Members of a fisheries cooperative in Naraha, Fukushima Prefecture, released young salmon into the Kido River on April 15 for the first time since the Great East Japan Earthquake and the ensuing Fukushima Daini nuclear power plant accident. Released were some 10,000 salmon fry hatched in the Natsui River in Iwaki. The Naraha town office intends to decide in mid-May when to allow evacuees to return. The Kido River Fisheries Cooperative hopes the release of salmon that return to their native streams for spawning will pave the way for evacuees to come back.
The Kido is one of the rivers that boast large numbers of returning salmon on Japan’s main island of Honshu. But all fishing weirs and hatcheries were swept away by the tsunami tide that followed the 2011 temblor. Cooperative head Hideo Matsumoto and other members released the young salmon, 3 to 4 cm long, into the river. Many return to their natal rivers four years later after migrating through the oceans such as the Okhotsk and Bering seas as well as the Gulf of Alaska.

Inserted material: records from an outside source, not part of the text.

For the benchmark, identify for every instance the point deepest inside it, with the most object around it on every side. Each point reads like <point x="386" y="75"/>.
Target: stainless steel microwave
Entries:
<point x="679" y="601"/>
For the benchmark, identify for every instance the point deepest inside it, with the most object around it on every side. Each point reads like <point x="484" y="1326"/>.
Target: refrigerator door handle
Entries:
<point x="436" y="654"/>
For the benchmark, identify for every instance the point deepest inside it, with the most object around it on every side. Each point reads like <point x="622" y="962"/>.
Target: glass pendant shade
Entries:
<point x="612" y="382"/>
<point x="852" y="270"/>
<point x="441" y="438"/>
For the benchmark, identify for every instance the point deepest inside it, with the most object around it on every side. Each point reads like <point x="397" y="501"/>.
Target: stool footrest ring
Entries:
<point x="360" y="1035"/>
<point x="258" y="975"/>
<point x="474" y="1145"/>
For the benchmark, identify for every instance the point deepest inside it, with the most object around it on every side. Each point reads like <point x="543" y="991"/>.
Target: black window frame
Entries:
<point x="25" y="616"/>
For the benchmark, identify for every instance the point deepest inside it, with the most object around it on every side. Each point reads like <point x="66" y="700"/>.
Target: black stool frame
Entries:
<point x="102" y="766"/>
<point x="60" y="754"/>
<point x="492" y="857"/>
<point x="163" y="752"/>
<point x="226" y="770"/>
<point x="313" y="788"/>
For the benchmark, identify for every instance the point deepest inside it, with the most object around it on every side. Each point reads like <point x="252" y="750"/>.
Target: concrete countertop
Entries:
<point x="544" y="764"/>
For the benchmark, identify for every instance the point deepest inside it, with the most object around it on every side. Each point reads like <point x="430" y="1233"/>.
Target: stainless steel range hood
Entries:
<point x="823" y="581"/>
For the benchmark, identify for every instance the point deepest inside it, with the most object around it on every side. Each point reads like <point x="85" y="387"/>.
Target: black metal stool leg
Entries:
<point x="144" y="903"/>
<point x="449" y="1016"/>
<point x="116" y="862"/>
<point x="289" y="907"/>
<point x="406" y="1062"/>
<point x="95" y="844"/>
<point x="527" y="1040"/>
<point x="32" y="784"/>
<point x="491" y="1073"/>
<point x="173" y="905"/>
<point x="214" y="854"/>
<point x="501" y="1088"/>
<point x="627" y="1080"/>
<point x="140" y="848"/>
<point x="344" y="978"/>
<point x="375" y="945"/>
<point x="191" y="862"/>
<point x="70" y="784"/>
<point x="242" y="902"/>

The cooperative and town authorities are considering rebuilding hatcheries and resuming the egg collection/hauling business in fall next year in the hope of restarting the release of self-hatched young salmon in the spring of 2016. Naraha Mayor Yukihide Matsumoto, who joined the release, said the town hopes to launch the rebuilding of weirs this year, pledging to support the cooperative in a manner leading to the return of evacuees.